Quizá el detalle más controvertido de Hello Kitty Nativity es que la Virgen María Kitty lleva puesto un traje sexy de cuero negro. “Está inspirado en Madonna”, relata. “Ella llevaba una ropa parecida. Y como las gatas tienen seis pechitos, lo monté así”, bromea. ¿Cómo sentó esta iniciativa a su público cristiano? ¿Entendieron que era crítica al consumismo y no a sus creencias? “Los extremistas católicos de Nueva York se enfadaron mucho y no me comprendieron. Yo no estaba juzgando sus valores”, aclara.

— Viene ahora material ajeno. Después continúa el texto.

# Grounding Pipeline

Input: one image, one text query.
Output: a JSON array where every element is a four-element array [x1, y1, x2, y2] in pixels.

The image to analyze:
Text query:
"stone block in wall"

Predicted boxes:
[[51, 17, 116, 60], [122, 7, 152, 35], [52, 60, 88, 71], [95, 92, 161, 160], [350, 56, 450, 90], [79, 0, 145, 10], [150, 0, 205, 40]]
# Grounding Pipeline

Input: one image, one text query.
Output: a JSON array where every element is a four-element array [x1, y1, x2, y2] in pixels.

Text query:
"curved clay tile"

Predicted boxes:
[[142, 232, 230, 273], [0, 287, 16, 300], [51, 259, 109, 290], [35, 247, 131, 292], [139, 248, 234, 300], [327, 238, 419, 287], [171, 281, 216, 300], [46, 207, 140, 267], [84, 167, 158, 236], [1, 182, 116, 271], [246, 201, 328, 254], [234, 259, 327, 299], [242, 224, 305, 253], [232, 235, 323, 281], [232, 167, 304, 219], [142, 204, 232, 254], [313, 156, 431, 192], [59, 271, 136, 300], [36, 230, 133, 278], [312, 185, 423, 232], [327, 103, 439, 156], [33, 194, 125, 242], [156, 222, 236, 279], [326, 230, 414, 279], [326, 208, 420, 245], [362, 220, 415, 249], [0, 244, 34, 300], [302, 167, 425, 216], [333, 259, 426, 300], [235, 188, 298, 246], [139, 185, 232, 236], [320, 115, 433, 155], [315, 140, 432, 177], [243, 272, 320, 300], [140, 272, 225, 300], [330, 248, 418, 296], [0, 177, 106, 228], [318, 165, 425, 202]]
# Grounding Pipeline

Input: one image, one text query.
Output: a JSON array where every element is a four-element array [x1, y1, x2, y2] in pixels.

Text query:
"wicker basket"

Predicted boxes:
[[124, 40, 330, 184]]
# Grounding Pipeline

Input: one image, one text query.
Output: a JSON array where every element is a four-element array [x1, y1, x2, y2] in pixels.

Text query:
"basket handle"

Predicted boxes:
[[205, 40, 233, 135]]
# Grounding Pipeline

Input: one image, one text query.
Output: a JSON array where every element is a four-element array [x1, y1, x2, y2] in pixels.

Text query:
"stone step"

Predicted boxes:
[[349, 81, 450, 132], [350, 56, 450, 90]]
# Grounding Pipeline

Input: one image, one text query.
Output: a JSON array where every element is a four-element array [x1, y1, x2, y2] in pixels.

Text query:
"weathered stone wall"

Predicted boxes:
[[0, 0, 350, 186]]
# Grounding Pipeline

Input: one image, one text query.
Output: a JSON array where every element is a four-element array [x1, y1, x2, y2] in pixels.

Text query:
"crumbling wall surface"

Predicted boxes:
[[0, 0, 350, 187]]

Contra McDonalds y la obsesión por las marcas
Con McDonald’s sí es más frontal: “Me gusta tanto su organización como la del Tercer Reich. Ha matado a bastante gente y ha alimentado a muchísima más, tiene eso de horrible pero de sabroso, tiene esa ambivalencia entre lo más atractivo y lo más repugnante de América”, opina. “Es industrial, eficiente y organizado, pero no hay nada de humanidad ahí”. La cosa no queda aquí. En su proyecto Prótesis culturales juega con la mezcla de la moda y la violencia creando una granada embalada de la marca Hermés y una pistola de Tiffanys.
También elaboró una guillotina de Channel. “Con su trabajo nos quieren hacer ver que la muerte es sexy. Me gustan las marcas porque nos hacen sentirnos guapos y atractivos, pero no hay que olvidar que contribuyen a la dismorfia de nuestro cuerpo”, reflexiona. “Es decir, nuestro cuerpo está controlado por esas marcas, nuestra imagen. Nos dicen cómo tenemos que ser para gustarle a los demás. Luego aparecen casos terribles de anorexia”, lanza, ajustándose las gafitas. No se puede ser más contracultural. Aquí un artista moderno que defeca, desde la inteligencia y la ironía, en la civilización contemporánea. Remueve las manos. Son su mayor tesoro.